As hardware complexity in Leadership Class Facility systems skyrockets, it is not easy for applications to take complete advantage of available system resources and avoid potential bottlenecks. This project aims to improve the performance and productivity of key system software components on leadership-class platforms by studying four different classes of system software: message passing libraries, parallel I/O, data analysis and visualization, and operating systems.
While this work has pursued applications that make use of current petascale systems, initial evaluations have begun on future exascale designs through the performance of million-node simulations of network topologies.
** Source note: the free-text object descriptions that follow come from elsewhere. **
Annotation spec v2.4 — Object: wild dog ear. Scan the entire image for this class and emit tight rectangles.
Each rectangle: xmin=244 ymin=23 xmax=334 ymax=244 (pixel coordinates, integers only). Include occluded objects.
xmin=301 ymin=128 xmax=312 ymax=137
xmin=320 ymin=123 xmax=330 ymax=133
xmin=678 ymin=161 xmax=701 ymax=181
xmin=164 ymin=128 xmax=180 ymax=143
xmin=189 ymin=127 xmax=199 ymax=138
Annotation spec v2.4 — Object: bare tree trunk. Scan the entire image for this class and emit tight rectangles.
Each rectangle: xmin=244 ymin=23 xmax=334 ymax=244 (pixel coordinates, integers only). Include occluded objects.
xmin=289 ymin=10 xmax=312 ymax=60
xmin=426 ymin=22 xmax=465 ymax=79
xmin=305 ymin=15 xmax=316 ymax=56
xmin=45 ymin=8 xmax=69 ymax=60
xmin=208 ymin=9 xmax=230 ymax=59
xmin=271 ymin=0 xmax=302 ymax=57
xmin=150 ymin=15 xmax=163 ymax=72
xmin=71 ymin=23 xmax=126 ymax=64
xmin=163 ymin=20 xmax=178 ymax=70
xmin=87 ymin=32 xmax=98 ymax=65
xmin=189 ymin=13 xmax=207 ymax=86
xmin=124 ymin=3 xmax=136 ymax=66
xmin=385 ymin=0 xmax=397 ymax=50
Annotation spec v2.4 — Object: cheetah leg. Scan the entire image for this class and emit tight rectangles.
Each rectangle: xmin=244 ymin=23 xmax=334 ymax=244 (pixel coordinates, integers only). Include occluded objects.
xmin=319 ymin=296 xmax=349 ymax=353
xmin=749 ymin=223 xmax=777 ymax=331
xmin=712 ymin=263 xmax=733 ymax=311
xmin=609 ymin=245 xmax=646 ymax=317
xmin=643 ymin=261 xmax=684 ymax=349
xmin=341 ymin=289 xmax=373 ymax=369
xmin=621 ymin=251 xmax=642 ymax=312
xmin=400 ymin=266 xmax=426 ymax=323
The massively parallel ROSS-event simulator scales to significant fractions of Mira, the ALCF’s IBM Blue Gene/Q supercomputer, and allows for the evaluation of future designs by using current hardware.
The project’s Parallel Models and Runtime Systems (PMRS) group is developing a large-scale, resilient data store to tolerate silent memory corruption. This is accomplished through a versioned data repository for applications that protects important memory regions and easily rolls back when necessary. PMRS also works on various runtimes that require large-scale testing to demonstrate their feasibility for production environments, and provides the basis upon which most production MPI libraries are developed. In addition, the group is extending research of the particular proprietary 5D torus topology of the system.
The techniques, algorithms, and performance-measuring methodologies used and developed at scale in this research can be applied to smaller platforms, as well. As a result, the improvements achieved can be immediately deployed throughout the high-performance computing community, improving the nation’s capability for groundbreaking computational science and engineering.